Debugging DataParallel, no speedup and uneven memory allocation


(Furiously Curious) #23

PCI-e communication latency, transfer overheads, and weight sync on CPU mean that small models don’t benefit from multi-GPU training.

Can you try large image models like ResNet training from examples repo and check if they saturate both GPUs?


#24

Hi @bottanski , I also observed this. Do you have any progress on this? Thank you.


(Chenyang Huang) #25

@bottanski @magic282 I am observing the same. And the model is actually not speeded up at all in my scenario.


(Udit Gupta) #26

Hi!

I am also observing that using DataParallel() is not providing speedup when using multiple GPUs. In our case we are using a deepspeech implementation in PyTorch.

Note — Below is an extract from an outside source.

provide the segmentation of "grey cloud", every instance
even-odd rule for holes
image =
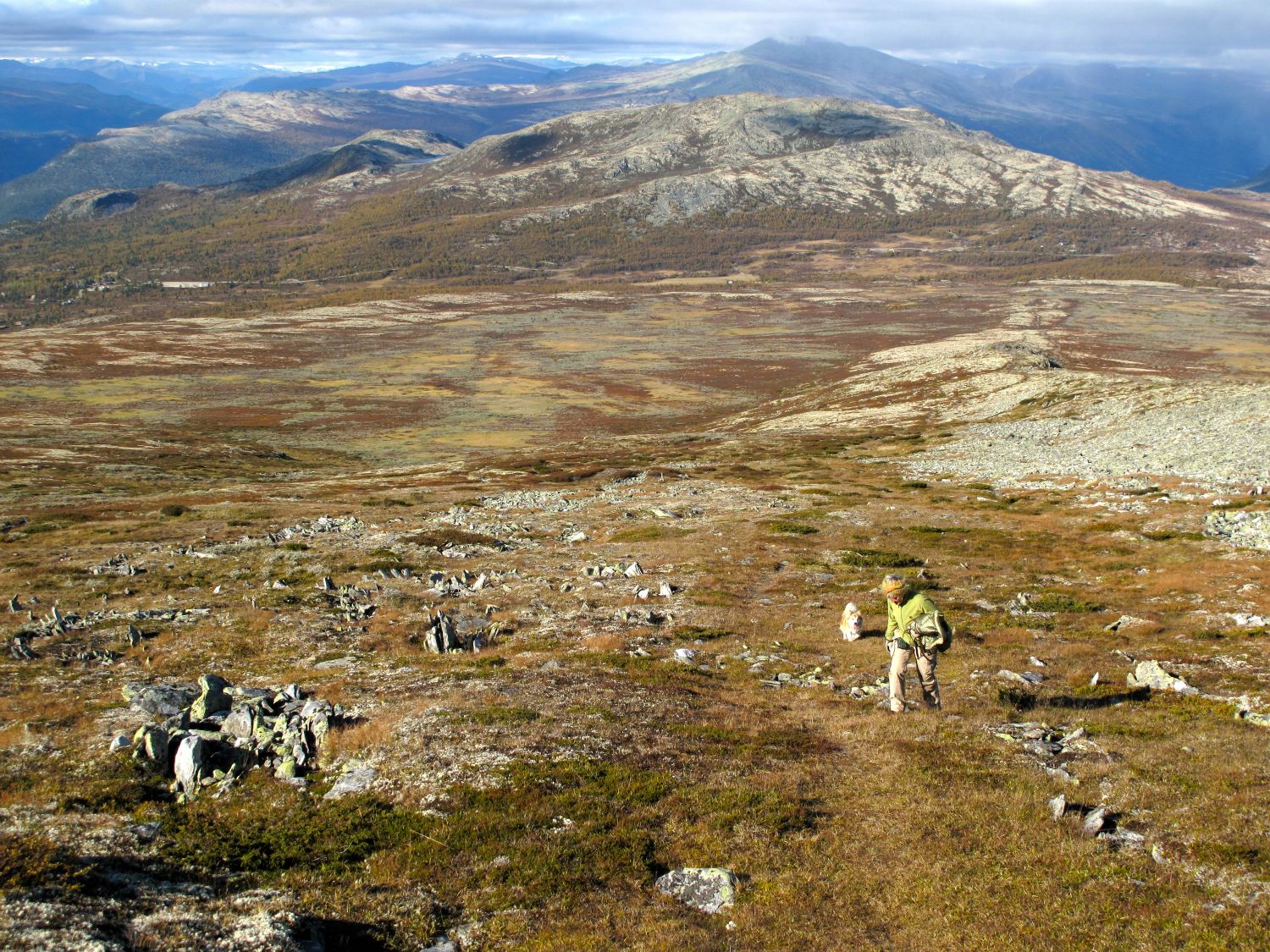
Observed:
[[[351,13],[356,10],[356,15]],[[575,58],[691,55],[767,36],[820,36],[945,58],[1111,58],[1261,63],[1270,70],[1270,5],[1252,0],[97,0],[0,5],[0,55],[423,60],[471,50]]]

For the 5-layer bi-directional GRU (38 million parameters most of which are in the GRU layers) it takes 18 minutes and 6 seconds on 2 GPUs and 18 minutes and 34 seconds on 1 GPU (70 epochs on the smaller an4 dataset). For 1 GPU we used a batchsize of 20 whereas for 2 GPUs we used a batchsize of 40.

Are there any suggestions on how to get faster times with multiple-GPUs?

I can provide more data or run more experiments if that is helpful!